Once a Guyanese of African ancestry is associated with the government, even technocrats performing a function with a prescribed mandate, they become a sitting target for the opposition collective, including the media corps affiliated to the various opposition parties, and their attacks do not need to be based on the truth. Indeed, most often they are not.
And no matter how many times their lies and deceptions have been exposed, they continue unabated, with their divisive propaganda meant to keep the Guyanese peoples divided along racial and religious lines.
Democratic principles are based on consolidation of public freedoms and human rights, and integral to those rights is free speech, or freedom of expression and association, and this is enshrined in the Universal Declaration of Human Rights. The Chapultepec Declaration, which was instituted by the Inter-American Press Association in 1994 and adopted by the Hemisphere Conference on Free Speech in Mexico on 11th March 1994, endorses this and was signed on to by the Guyanese Head of State.
However, no right is absolute because of the correlating imperative of responsibility; and while the government of a nation state has to bow to the principles of human rights, it also has to ensure that those rights are allowed under the guiding principles of responsible dissemination of information; and to guard against exploitation of those rights by persons and institutions with agendas inimical to the national good and cohesion within the society.
Media houses should not be allowed to breach those principles, because their mandate is only to disseminate information to the public with fairness, impartiality, and accuracy which, sadly, is far from the case in Guyana.
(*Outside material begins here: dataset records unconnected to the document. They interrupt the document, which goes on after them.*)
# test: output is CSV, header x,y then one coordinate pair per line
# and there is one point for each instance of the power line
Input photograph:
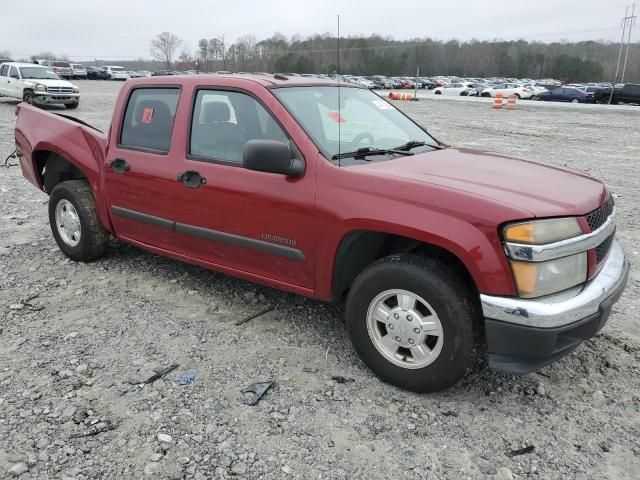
x,y
632,23
628,22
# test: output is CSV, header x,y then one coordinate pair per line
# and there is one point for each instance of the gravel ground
x,y
77,341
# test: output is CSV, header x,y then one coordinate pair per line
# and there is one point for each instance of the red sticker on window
x,y
336,117
147,115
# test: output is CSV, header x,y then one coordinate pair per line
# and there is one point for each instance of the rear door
x,y
14,84
141,164
4,79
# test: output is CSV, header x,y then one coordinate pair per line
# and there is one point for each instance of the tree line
x,y
587,61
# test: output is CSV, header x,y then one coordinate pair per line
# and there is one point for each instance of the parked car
x,y
564,94
363,81
37,85
97,73
507,89
61,68
628,93
380,81
116,72
475,89
465,253
453,89
79,71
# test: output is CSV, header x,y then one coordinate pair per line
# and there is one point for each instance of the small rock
x,y
18,469
598,398
239,468
68,412
151,469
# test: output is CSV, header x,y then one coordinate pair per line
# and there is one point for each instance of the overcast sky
x,y
122,29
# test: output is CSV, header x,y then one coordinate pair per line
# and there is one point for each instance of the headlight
x,y
535,279
540,232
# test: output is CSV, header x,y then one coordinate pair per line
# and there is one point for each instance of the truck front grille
x,y
596,218
603,248
62,90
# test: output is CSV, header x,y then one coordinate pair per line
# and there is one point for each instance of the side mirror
x,y
271,156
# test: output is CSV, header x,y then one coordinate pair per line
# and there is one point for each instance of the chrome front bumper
x,y
566,308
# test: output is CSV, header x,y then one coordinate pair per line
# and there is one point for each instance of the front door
x,y
140,180
4,80
255,222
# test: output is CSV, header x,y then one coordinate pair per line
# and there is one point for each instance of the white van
x,y
37,85
116,73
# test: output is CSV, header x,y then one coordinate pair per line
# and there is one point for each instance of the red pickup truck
x,y
440,255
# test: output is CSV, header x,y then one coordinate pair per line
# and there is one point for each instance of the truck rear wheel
x,y
74,221
413,322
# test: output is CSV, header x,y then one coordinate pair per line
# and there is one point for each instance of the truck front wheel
x,y
74,221
413,322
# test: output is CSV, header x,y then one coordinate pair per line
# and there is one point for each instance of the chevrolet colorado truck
x,y
440,255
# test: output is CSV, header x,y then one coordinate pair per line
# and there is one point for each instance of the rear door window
x,y
149,118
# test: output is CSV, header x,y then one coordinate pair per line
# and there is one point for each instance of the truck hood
x,y
47,82
543,190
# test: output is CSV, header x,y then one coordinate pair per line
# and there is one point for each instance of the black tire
x,y
29,97
449,295
93,237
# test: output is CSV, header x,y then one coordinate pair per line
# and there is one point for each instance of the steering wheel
x,y
358,139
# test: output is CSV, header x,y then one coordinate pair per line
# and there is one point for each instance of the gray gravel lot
x,y
73,357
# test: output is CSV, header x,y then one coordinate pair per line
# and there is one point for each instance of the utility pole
x,y
632,23
627,21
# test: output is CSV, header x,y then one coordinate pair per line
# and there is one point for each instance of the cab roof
x,y
24,64
267,80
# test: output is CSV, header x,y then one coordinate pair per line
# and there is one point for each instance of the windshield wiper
x,y
366,151
413,144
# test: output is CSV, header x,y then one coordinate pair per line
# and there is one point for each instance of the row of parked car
x,y
537,90
78,71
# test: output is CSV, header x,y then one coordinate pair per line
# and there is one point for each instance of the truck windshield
x,y
37,73
362,120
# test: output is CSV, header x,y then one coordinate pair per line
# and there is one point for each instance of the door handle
x,y
119,165
191,179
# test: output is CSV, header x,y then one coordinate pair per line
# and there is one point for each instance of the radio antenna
x,y
339,107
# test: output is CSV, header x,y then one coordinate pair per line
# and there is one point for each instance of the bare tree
x,y
164,47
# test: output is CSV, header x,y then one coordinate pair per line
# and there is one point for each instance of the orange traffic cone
x,y
497,103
And while it is Heads-of-States who sign on to treaties, concomitant within the structure of the formulation is the expectation that all relevant parties would adhere to the basic enshrined principles.
The Chapultupec Declaration states in part “The credibility of the press is linked to its commitment to truth, to the pursuit of accuracy, fairness and objectivity, and to the clear distinction between news and advertising. The attainment of these goals and the respect for ethical and professional values may not be imposed. These are the exclusive responsibility of journalists and the media.”
Private media houses in Guyana, however, while demanding all the enshrined rights of the Declaration, conveniently and dishonestly ignore and dismiss the foregoing determinants to ethical journalism, with the most creative distortions of truth a prevalent feature of ostensible news items.
The President has always said that he is willing to work with anyone who has a positive outlook. However, the destructive elements are bent on taking this country backwards, to when Guyanese used all their energy and resources to fight against each other instead of joining efforts to build a nation that can provide a good – even a brilliant future for themselves and their children.
When one remembers Guyana’s past – and the role some members of the media played in catalyzing the intermittent episodes of violence in this country, then the President and his advisor, Gail Teixeira are correct to warn against such irresponsible rhetoric; because of the potential hate speeches have to catapult murderous pogroms in a country – as it did in Rwanda.